On 2008-03-13, Conor McBride  wrote:
...
For a suitable notion of = on quotients, and with a
suitable abstraction barrier at least morally in place,
is that really too much to ask?
I really think it is.  I don't think the case of "equivalent for  
this
purpose, but not that purpose" can be ignored.
Sure. But use the right tools for the job.
So what are the right tools then?  Why is a typeclass not the right
tool?
I guess I mean to distinguish *equality*, which is
necessarily respected by all observations (for some
notion of observation which it's important to pin
down), from coarser equivalences where respect takes
careful effort.
Which is worth doing.  But I think, in the end very little
interesting could end up passing that muster totally.  Once
you weaken it a bit, the guarantees are gone.  In practice,
I think there are significant number of user defined type
that implement Eq that just don't pass this test.  We can
recognize this, or declare all that code bad.
...
I'm perfectly happy having equivalences around,
but if "Eq" means "has an equivalence" rather
than "has equality", then I'm not very happy
about the use of the == sign.
Well, no, it's not ideal.  In fact, it's downright
misleading.  I also think it's the best we can do before
Haskell', in terms of not causing gratuitous code breakage.
...
So you're probably right that
x <= y \/ y <= x
should hold for the order relation used by
library sort. That's not the axiom I was
thinking of dropping when I said sort's type
was too tight (it was you who brought up
incomparability): I was thinking of dropping
antisymmetry.
...
If a sort can't support the standard "sort on this key"
technique, and don't munge everything for two keys that
compare equal, something is wrong.  And I don't think
sort is that special a case.
I quite agree. That's why I'm suggesting we
drop antisymmetry as a requirement for sorting.
Ah.  The normal weakening of a total order is a partial
order, and I was stuck on that, instead of this weakening,
which technically makes it a "total preorder".

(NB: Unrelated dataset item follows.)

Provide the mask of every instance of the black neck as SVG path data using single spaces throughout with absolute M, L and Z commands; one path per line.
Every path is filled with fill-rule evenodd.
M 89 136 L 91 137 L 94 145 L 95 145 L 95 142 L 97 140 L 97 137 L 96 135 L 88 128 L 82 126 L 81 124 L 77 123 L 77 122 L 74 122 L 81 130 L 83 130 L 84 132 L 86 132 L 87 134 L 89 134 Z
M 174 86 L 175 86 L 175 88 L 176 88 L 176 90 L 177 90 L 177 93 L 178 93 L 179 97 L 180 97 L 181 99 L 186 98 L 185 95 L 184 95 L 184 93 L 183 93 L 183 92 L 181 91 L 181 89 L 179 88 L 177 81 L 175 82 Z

And I think that's the right semantics for the Ord class,
because that's the common case for programming.

Can we make a reasonable class hierarchy that supports all
these notions?

class Equiv a where
    (~=~), (~/~) :: a -> a -> Bool

class Equiv a => Equal a where
    (==), (/=) :: a -> a -> Bool
    (==) = (~=~)
    (/=) = (~/~)

class Equiv a => PreOrd a where
    compare :: a -> a -> Ordering
    (<), (<~), (>~), (>) :: a -> a -> Bool

class (PreOrd a, Equal a) => Ord a where 
    (<=), (>=) :: a -> a -> Bool
    (<=) = (<~)
    (>=) = (>~)

(And both are orderings are total.)
How do we nicely add partial orders?

semantically we want
class (PartialOrder a) => Order a where
    compare = narrow partialCompare

but "narrow" by necessity has an incomplete pattern match.

An easy thing would be

instance (Order a) => PartialOrder a where
    partialCompare = inject compare

but this lacks flexibility.  Will this flexibility ever be
necessary?  Quite possibly.  But, as usual, newtypes can
come to the rescue, at the cost of some akwardness.

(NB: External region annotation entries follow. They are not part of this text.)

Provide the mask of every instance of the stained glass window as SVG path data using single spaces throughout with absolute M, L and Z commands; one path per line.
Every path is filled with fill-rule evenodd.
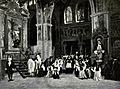
M 72 23 L 72 9 L 68 6 L 64 11 L 64 23 Z

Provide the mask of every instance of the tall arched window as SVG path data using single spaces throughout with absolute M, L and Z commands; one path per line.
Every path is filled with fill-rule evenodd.
M 68 6 L 64 11 L 64 23 L 72 23 L 72 9 Z
M 80 3 L 76 6 L 76 22 L 84 22 L 85 20 L 85 11 L 83 5 Z
M 89 1 L 78 2 L 75 10 L 76 22 L 90 21 L 90 4 Z

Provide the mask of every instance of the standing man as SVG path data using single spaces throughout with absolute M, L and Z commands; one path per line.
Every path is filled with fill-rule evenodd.
M 13 81 L 12 77 L 13 77 L 13 68 L 14 68 L 14 62 L 12 60 L 12 56 L 11 55 L 8 55 L 8 58 L 7 58 L 7 62 L 6 62 L 6 69 L 7 69 L 7 74 L 8 74 L 8 78 L 9 80 L 8 81 Z

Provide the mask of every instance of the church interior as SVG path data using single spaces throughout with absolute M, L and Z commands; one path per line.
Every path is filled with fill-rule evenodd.
M 98 38 L 103 60 L 120 66 L 119 8 L 120 0 L 0 0 L 0 79 L 9 54 L 22 61 L 29 48 L 42 60 L 76 52 L 92 58 Z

Should this also be done for Equiv, Equal, PreOrder and Ord?
...
...
Instances, rather than explicit functions, are nice because they let
us use the type system to ensure that we never have incompatible
functions used when combining two data structures, or pass in a
function that's incompatible with the invariants already in a data
structure built with another function.
I'm not sure what you mean here.
Consider
data Treehelp a = Leaf | Branch (Treehelp a) a (Treehelp a)
data Tree a = (a -> a -> Ordering, Treehelp a)

how do we implement
merge :: Tree a -> Tree a -> Tree a
so that two incompatible orderings aren't used?

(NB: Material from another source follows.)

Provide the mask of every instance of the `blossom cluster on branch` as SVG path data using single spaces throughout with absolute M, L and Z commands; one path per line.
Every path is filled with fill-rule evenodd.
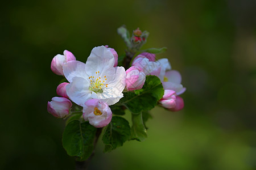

Okay, you say, let's not embed the functions in the tree:

data Tree a = Leaf | Branch (Tree a) a (Tree a)

insert :: (a -> a -> Ordering) -> Tree a -> Tree a
merge :: (a -> a -> Ordering) -> Tree a -> Tree a -> Tree a

But these two will do something wrong if the trees were
constructed with a different function.

Instead, if we have 

merge :: Ord a => Tree a -> Tree a -> Tree a

The ordering is carried along in the dictionary, and the
typechecker ensures that only trees using the same ordering
are merged.  Different orders on the same underlying type
can be achieved with newtype wrappers.
...
My main concern is that we should know where we
stand. I think it would be a very good thing if
we knew what the semantic notion of equality
should be for each type. What notion of equality
should we use in discussion? What do we mean when
we write "laws" like
map f . map g = map (f . g)
? I write = to distinguish it from whatever
Bool-valued function at some type or other
that we might call ==.
Right.  My point of view is that whatever is denoted by
= is a notion that lives outside the operators in the
language itself, including (==). We can do certain formal
manipulations using the definitions in the language.
...
...
The only time treating equalities as equivalences won't
work is when we need to coalesce equivalent elements into
one representative, and the choice of representative
matters.
Another time when treating equalities just as
equivalences won't do is when it's time to think
about whether your program works. This issue is
not just an operational one, although in the
case of TypeRep, for example, it can get pretty
near the bone.
...
An alternative, contrary to your assertion,
is to introduce an equivalence as the equality
on a quotient via a newtype. That's a
conventional "type with funny structure" use
of newtype and it has the advantage of keeping
just the one class, and of providing a
syntactic cue (unpacking the newtype) to tell
you when you've stepped outside the domain of
observations for which equational reasoning
just works. The point is to make it clear, one
way or another, which modes of reasoning
apply.
This sounds persuasive, but the example of a sort that feels
free to replace equivalent elements shows that although we
want two nonequal elements to be treated as "equal" for
the purposes of comparison and reordering them, we don't
really always mean truely, 100% of the time, equal, because
substitution is not, in fact, allowable.  And I do think
that this is either the common case, or that it doesn't hurt
99% of the time to write code that works for this case.
...
...
Given all that, I think current Eq as Equivalence makes
sense, and we need to add an Equal class for things where
we truly can't tell equivalent elements apart.
You may ultimately be right, but I don't think
you've made the case. Moreover, if you are
right, then people will need to change the way
they think and write about Eq and == in the
murk of its impoverished meaning.
Some people will need to change the way we think whichever
semantics we assign.

-- 
Aaron Denney
-><-